Preparing for the new SCCs will require a commitment of time and resources. U.S. organizations that plan to transfer, receive, or access personal data from or in the EU after September 27, 2021 should consider the following steps well in advance of the SCC’s operative date:

  • Identifying ongoing transfers that will need to be updated and reviewing completed transfers to determine whether processing on the data is ongoing.
  • Implementing a process to conduct documented risk assessments prior to a transfer that includes
  • Reviewing transfer facts.
  • Identifying applicable national and local laws and practices.
  • Assessing the potential for public authority access to, or requests to access, transferred data.
  • Determining whether the organization previously received public authority access, or requests to access.
  • Identifying additional available reasonable safeguards for the transfer.
  • Developing internal policies for handling data transferred from the EU to ensure compliance with purpose limitations, storage and retention requirements, data minimization, data destruction and confidentiality obligations.
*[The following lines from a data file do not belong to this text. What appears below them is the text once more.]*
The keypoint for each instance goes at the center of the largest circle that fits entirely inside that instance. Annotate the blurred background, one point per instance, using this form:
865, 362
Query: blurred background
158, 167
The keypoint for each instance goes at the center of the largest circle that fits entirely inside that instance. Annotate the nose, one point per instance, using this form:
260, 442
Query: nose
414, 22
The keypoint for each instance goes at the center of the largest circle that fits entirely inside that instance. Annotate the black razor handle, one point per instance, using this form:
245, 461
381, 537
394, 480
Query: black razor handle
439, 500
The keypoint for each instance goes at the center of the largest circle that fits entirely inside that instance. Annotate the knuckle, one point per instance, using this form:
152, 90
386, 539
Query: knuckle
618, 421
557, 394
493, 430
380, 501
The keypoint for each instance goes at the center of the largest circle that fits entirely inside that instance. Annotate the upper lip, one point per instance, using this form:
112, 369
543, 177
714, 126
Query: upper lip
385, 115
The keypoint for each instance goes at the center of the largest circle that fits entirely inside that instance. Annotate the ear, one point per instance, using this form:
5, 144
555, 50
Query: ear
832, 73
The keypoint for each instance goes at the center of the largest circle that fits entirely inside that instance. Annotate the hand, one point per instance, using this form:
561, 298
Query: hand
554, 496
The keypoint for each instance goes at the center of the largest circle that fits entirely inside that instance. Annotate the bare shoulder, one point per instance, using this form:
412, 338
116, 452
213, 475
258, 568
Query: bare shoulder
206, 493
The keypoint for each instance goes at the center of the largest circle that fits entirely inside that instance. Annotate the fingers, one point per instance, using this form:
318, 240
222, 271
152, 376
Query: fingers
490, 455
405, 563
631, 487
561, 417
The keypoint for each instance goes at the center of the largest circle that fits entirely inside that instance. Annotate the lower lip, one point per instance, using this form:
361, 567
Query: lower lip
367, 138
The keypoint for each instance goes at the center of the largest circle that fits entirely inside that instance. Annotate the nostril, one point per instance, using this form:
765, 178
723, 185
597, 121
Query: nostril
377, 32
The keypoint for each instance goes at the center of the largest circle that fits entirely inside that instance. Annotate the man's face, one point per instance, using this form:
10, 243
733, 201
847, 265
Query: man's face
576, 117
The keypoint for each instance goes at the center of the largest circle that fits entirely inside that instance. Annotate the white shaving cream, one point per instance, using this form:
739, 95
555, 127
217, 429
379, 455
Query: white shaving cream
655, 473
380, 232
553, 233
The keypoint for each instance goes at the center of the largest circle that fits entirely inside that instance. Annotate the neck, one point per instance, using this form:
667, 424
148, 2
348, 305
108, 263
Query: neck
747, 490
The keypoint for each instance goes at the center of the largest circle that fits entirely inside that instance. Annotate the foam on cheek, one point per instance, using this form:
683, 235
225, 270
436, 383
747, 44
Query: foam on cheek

  • Training employees to identify cross border transfers of EU data that may be subject to the GDPR and SCCs including client, consumer, and HR data.
  • Reviewing the organization’s technical and organizational safeguards to ensure adequate protection of EU data during transmission and storage.
  • Determining whether data transferred or received from the EU will be transferred onward to a third party or vendor and reviewing vendor and third-party contracts to ensure the recipient will be contractually obligated to implement reasonable safeguards.
  • Reviewing and updating the organization’s data breach response plan to address the data transferred or received from the EU.
  • Reviewing and updating the organization’s business continuity plan to ensure the availability of data transferred or received from the EU.
  • Reviewing existing transfers to ensure adequate safeguards are in place.

September 27, 2021 is not far away. Most U.S. organizations will need to move quickly to identify new cross border data transfers commencing after that date and be prepared to implement the new procedures and documents for the SCCs. This is, of course, if they are not relying on an alternate transfer mechanism or an exception exists. Organizations will also need to review any ongoing transfers made in reliance on the old SCCs and take steps to comply. As with new transfers, this will require a documented risk assessment and a comprehensive understanding of the organization’s process for accessing and transferring personal data protected under GDPR.